As the miles clicked off, I put it into different paces -- a bit of a launch from a stand-still, pushing it a little on a hill, standing up pedaling at a slow cadence, spinning it up to a higher speed, taking a corner, trying a no-hands cruise or two. Some brake noise on standing pedaling was actually the spokes hitting a caliper bolt. tightening the front quick-release solved that issue, and I continued on.

The verdict? It rides well. Stable, stiff, easy to roll. It jumps off the line, stays planted in corners, and seems comfortable enough for much longer mileage (this was just a 23 mile quick ride before a family outing). Pans? Not much: (1) The handlebars are a little higher than I'd like, though the hip angle is good.
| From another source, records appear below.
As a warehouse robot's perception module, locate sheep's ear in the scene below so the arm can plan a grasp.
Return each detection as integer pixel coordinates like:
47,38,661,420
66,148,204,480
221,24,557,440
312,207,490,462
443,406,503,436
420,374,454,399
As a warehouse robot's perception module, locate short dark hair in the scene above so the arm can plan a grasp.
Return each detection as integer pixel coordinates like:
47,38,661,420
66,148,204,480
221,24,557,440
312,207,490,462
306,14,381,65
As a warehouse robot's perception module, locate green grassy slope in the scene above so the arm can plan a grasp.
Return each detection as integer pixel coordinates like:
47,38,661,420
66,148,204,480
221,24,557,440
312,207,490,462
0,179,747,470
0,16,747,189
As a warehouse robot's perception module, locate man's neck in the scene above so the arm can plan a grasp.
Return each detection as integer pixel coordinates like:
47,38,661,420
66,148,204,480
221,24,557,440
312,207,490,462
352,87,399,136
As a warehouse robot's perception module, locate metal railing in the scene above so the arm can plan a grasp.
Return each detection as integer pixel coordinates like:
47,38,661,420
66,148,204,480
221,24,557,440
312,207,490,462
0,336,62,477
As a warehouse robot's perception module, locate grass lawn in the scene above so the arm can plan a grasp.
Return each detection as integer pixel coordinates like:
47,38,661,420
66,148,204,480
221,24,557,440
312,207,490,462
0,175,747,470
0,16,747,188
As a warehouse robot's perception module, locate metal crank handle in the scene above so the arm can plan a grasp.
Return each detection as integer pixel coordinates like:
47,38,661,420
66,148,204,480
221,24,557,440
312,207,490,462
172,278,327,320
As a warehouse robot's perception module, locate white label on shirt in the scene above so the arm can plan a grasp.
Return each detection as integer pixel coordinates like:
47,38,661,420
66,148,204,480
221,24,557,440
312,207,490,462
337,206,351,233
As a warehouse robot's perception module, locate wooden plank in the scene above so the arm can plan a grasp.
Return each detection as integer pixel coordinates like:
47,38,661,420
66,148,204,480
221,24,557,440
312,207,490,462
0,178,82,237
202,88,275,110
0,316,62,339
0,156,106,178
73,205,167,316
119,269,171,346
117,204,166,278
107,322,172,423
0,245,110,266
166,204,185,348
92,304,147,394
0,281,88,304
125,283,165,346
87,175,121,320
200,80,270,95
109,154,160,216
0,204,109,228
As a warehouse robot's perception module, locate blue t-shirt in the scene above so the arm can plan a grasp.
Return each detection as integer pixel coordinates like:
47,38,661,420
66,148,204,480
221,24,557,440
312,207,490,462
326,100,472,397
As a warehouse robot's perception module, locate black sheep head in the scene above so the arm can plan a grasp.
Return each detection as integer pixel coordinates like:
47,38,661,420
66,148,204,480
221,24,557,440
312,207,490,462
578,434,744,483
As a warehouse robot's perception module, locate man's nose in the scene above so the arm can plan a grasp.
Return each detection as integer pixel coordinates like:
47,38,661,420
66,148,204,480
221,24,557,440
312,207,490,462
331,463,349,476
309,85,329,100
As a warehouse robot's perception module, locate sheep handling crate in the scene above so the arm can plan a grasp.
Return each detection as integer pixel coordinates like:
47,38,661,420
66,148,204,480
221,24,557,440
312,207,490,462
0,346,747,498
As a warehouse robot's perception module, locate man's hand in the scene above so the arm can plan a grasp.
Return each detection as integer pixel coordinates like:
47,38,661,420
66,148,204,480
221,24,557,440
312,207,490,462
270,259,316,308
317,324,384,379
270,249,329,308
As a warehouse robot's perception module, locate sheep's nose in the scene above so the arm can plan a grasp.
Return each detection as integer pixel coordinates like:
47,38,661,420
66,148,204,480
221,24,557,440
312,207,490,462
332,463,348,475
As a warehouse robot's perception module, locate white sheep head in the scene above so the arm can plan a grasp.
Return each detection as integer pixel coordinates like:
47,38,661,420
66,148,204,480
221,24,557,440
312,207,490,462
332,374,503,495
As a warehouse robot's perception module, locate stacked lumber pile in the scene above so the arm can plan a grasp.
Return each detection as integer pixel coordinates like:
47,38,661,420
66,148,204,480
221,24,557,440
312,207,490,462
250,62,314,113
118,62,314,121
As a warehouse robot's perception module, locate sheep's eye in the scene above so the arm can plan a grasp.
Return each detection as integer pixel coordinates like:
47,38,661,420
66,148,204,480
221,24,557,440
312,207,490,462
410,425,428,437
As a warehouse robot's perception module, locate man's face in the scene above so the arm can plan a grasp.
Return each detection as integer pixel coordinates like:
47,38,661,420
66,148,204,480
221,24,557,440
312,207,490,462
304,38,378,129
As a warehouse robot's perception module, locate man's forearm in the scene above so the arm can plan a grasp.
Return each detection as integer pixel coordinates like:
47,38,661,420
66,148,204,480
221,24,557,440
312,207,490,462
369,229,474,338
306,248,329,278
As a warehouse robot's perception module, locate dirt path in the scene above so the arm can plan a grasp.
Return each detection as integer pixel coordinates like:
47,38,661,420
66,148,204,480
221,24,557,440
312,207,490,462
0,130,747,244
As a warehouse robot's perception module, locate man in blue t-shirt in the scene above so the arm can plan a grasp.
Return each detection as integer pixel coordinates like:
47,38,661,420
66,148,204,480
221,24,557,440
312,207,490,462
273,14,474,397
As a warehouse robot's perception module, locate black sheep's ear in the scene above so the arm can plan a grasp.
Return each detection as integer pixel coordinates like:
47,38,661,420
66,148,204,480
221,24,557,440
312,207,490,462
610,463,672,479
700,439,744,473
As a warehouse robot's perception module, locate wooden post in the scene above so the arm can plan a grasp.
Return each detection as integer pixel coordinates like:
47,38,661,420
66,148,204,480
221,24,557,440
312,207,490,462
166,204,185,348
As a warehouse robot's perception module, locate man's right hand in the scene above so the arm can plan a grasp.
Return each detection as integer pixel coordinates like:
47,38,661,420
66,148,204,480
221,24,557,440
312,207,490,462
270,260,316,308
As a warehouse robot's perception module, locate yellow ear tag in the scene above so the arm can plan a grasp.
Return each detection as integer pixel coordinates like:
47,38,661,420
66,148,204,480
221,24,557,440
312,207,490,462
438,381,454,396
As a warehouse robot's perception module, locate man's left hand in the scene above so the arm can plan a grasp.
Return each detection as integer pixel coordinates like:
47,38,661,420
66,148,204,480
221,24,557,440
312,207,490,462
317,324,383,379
I hadn't trimmed the head tube fully when I finished the build, so I've got some area to bring that down, which will keep the hip angle and rotate the whole position forward a little. (2) The wide ratio gearing isn't really suited to road riding, but once in the gravel and steep mountain roads, it'll be a blessing. (3) Right at the end of the ride, a no-handed cruise induced some front-end shimmy.

I didn't have any instrumentation on this ride, so while I was in motion I didn't have any feedback on my speed. Post-ride, though, Strava says my average speed was a somewhere between my current gravel bike and my road bike. With some more miles on this one, the confidence in the machine will go up and I'll be flying.

And it may just be the one that takes me over the river and through the woods to who-knows-where.